By Jason Muhire
When reading news articles on Rwanda that were published in the past few weeks, one cannot help but be reminded of a famous stand-up comedian’s words: “the problem is that people with the most ridiculous ideas are always the people who are most certain of them!”
Indeed, the narrative pushed by some commentators and lawyers around the crimes committed by self-styled critics of the government of Rwanda has reached unprecedented levels of ridiculousness. The ridiculousness itself is pronounced in such an authoritative and assured manner that an uncritical reader would buy into it.
Consider for instance the narrative adopted by the lawyer of one of those so-called critics, Andrew Oliver, who goes to great lengths to justify the crimes of his client, Rene Mugenzi. Oliver’s assertions were given space in a recent article in The Daily Mail, a mass circulation paper in the UK that reported on the conviction of the Rwandan for stealing 220,000 pounds from Norwich Roman Catholic Cathedral.
According to Andrew, his client, who is described in the article as “a human rights activist” and an “outspoken critic of the Rwandan government”, was under threat.
“He (Mugenzi) believed he was under threat from the Rwandan government and this made him anxious and fearful and he had struggled to work,” the lawyer said.
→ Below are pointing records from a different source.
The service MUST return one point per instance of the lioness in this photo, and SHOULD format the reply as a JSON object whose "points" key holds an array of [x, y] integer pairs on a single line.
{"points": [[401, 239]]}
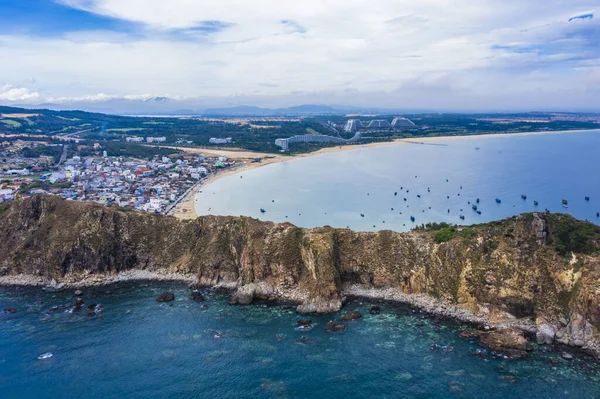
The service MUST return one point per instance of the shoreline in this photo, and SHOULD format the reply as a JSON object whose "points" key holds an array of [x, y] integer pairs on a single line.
{"points": [[185, 206]]}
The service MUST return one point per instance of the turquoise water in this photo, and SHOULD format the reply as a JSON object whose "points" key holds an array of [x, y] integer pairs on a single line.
{"points": [[334, 189], [138, 348]]}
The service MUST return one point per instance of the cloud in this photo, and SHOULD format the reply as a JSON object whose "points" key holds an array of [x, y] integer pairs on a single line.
{"points": [[275, 48], [12, 94]]}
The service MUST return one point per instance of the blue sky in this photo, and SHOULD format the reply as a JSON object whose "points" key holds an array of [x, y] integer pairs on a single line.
{"points": [[488, 54]]}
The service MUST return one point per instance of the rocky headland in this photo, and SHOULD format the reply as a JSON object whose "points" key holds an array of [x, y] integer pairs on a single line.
{"points": [[534, 273]]}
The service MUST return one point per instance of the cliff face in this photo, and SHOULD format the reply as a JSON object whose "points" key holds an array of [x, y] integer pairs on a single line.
{"points": [[544, 268]]}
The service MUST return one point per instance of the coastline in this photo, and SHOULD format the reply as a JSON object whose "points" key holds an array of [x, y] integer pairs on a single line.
{"points": [[185, 206]]}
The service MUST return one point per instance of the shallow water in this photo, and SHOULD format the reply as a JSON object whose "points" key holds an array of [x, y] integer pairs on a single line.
{"points": [[334, 189], [138, 348]]}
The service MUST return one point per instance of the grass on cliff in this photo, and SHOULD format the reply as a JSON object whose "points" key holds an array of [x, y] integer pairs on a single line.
{"points": [[571, 235]]}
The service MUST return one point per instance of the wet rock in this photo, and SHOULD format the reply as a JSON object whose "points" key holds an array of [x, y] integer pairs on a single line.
{"points": [[508, 342], [351, 316], [375, 310], [165, 297], [545, 334], [331, 326], [197, 296], [566, 355]]}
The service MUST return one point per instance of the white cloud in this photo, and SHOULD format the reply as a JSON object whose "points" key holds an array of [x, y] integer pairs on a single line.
{"points": [[328, 46], [12, 94]]}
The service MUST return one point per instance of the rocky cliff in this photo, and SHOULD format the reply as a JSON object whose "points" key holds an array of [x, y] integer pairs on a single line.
{"points": [[534, 270]]}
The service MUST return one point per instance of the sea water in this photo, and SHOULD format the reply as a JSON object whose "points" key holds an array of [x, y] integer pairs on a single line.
{"points": [[138, 348], [439, 179]]}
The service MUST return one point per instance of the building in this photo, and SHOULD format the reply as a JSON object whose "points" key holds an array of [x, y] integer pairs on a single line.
{"points": [[401, 122], [353, 125], [156, 139], [215, 140]]}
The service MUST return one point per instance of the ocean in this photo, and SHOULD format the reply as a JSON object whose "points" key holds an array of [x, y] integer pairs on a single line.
{"points": [[138, 348], [437, 181]]}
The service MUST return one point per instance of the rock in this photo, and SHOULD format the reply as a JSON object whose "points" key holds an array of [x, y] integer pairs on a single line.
{"points": [[165, 297], [375, 310], [351, 316], [331, 326], [197, 296], [545, 334], [304, 323], [566, 355], [508, 342]]}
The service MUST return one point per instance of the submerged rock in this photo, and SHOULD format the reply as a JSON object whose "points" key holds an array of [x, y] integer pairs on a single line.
{"points": [[197, 296], [165, 297], [375, 310], [351, 316], [331, 326]]}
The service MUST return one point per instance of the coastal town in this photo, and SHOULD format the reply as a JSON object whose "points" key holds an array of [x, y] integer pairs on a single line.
{"points": [[155, 185]]}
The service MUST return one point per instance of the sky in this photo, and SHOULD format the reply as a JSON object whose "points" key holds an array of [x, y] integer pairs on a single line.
{"points": [[401, 54]]}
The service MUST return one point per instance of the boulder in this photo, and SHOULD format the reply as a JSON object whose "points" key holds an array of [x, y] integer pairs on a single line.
{"points": [[351, 316], [197, 296], [508, 342], [165, 297], [545, 334], [375, 310], [331, 326], [304, 323]]}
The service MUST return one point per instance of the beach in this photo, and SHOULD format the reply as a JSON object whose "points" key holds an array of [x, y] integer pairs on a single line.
{"points": [[185, 209]]}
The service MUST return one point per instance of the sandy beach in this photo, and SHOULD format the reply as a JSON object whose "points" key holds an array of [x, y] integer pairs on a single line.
{"points": [[243, 160]]}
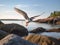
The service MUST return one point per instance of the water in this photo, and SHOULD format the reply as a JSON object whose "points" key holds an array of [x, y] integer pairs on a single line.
{"points": [[33, 25]]}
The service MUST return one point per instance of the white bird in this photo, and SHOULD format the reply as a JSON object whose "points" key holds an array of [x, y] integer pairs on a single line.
{"points": [[26, 16]]}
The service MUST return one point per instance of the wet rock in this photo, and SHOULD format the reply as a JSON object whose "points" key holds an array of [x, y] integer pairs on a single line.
{"points": [[15, 29], [54, 30], [42, 40], [14, 40], [3, 34], [38, 30], [58, 22]]}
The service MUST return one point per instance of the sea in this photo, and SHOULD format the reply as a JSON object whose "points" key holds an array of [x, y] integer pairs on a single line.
{"points": [[34, 25]]}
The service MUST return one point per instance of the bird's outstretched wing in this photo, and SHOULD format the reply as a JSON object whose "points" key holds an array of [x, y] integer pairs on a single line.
{"points": [[22, 13]]}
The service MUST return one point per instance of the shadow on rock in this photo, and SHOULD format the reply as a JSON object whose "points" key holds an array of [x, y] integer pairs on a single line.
{"points": [[54, 30], [14, 40], [42, 40], [38, 30], [15, 29]]}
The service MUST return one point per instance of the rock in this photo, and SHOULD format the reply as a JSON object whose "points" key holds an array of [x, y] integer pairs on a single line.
{"points": [[42, 40], [15, 29], [58, 22], [14, 40], [38, 30], [3, 34], [54, 30]]}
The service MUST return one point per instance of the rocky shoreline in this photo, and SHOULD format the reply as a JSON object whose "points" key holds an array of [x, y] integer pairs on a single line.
{"points": [[22, 37]]}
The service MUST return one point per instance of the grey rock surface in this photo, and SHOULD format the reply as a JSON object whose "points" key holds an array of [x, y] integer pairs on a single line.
{"points": [[14, 40], [3, 34]]}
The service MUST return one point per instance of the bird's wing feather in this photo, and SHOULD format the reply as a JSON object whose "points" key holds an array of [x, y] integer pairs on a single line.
{"points": [[22, 13]]}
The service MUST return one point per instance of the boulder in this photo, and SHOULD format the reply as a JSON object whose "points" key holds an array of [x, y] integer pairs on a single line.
{"points": [[38, 30], [42, 40], [12, 39], [15, 29], [3, 34]]}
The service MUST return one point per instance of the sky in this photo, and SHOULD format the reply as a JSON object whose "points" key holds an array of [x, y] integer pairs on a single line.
{"points": [[31, 7]]}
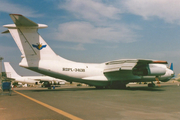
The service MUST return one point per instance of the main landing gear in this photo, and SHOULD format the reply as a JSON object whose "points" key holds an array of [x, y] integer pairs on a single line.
{"points": [[152, 84]]}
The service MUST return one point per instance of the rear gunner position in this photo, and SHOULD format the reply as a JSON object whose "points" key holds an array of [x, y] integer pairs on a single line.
{"points": [[39, 57]]}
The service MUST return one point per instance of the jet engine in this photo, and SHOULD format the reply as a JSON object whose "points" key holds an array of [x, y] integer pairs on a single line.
{"points": [[150, 70]]}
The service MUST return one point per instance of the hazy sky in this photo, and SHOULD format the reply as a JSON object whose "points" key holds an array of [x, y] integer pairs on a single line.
{"points": [[98, 30]]}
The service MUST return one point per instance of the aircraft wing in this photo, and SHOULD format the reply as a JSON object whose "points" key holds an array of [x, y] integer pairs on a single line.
{"points": [[11, 79], [128, 64]]}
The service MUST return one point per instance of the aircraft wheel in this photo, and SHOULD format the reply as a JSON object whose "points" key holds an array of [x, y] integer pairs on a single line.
{"points": [[151, 85]]}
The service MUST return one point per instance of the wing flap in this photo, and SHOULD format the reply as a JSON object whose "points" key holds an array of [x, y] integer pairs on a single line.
{"points": [[128, 64]]}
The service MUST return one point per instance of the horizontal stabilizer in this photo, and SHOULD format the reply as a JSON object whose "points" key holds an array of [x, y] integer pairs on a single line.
{"points": [[20, 20]]}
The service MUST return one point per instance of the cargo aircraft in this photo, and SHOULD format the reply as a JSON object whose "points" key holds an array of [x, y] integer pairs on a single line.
{"points": [[46, 80], [39, 57]]}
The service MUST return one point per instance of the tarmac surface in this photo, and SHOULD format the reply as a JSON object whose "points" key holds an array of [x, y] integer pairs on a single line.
{"points": [[137, 102]]}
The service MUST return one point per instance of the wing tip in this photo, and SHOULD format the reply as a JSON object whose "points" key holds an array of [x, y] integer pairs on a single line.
{"points": [[160, 62], [16, 14]]}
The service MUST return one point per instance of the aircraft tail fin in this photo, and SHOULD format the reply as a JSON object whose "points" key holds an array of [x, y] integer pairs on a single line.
{"points": [[10, 72], [171, 66], [31, 44]]}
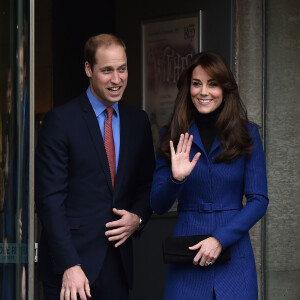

Oliver further asserted that Mugenzi used gambling to deal with mental health issues stemming from the fear and anxiety generated by the so-called threat, suggesting that the gambling addiction made Mugenzi become a thief. In other words, the Rwandan government, whose alleged threats are at the origin of the gambling addiction, was somehow to blame for the crime committed by one of its ‘critics’.
But the ridiculousness of this position was exposed by the Eastern Daily Press’s commitment to expose Mugenzi. As members of the Eastern Daily Press successfully fought to overturn a court decision that banned publication of Mugenzi’s story, the journalists demonstrated how Mugenzi himself had repeatedly appeared in the media, published photos of his location on social media, revealed his work addresses online, and even stood to become an MP in 2015.
Evidently, Mugenzi’s actions were absolutely not those of a person under threat – even less so a person experiencing anxiety and fear who supposedly was hiding from a government targeting him for assassination.
Confronted with reality, Judge Katharine Moore had no other choice but to overturn the decision, noting that Mugenzi’s fears were “not well founded” and had “no reliable support.”
However, the case of Mugenzi is not the only one where ridiculous claims that attempt to diminish the criminal responsibility, or justify the crimes of so-called critics of Rwanda by blaming Rwanda have been pushed by commentators abroad.
Almost two months ago, Timothy Longman, a professor of political science and international relations at Boston University, argued in an article, that Paul Rusesabagina “became more radical because of unrelenting attacks on his character”; attacks that Longman claims were “coordinated by the government” of Rwanda. “We cannot know for certain whether Rusesabagina provided material support to armed groups and supported terrorism, as he is accused of,” Longman added in his attempted justifications of Rusesabagina’s crimes.
The surprising thing is that Longman could claim uncertainty about Rusesabagina’s support of terrorism despite the existence of videos proving the fact. Yet Longman could forward theories, supported with nothing, that “radicalization of Rusesabagina was caused by Kigali.”
From Longman’s perspective, the self-incriminating videos are not sufficient proof against the terror suspect, while mere psychobabble should exonerate “the Hotel Rwanda hero.”
Longman proceeded to advance an exculpatory narrative in the public opinion for the terror suspect. He invited the public to temper its anger towards a terrorist, to extend empathy to his bruised ego and purportedly tarnished reputation, all to blame Rwanda (“the intolerant government”) for crimes the suspect committed!
It is not surprising for a lawyer to resort to all sorts of tricks to defend his or her client. To achieve their objectives, lawyers enjoy more freedom of speech in courts than the common man or woman and as a consequence defend positions that may not only be offensive to the aggrieved party and the bereaved families, but blatantly ridiculous to Rwandans.
But Longman is not a lawyer. He arrogates himself the right to intervene “as a scholar”, although his pursuit of an elusive “bothsidesim” clearly hinders his clarity of thought.
Similarly, if commentators like him don’t want to review their questionable standards of proof when accusing Rwanda, they should at the very least be reasonable enough not to mislead the public but ascribe responsibility for crimes where it properly belongs: the perpetrators themselves.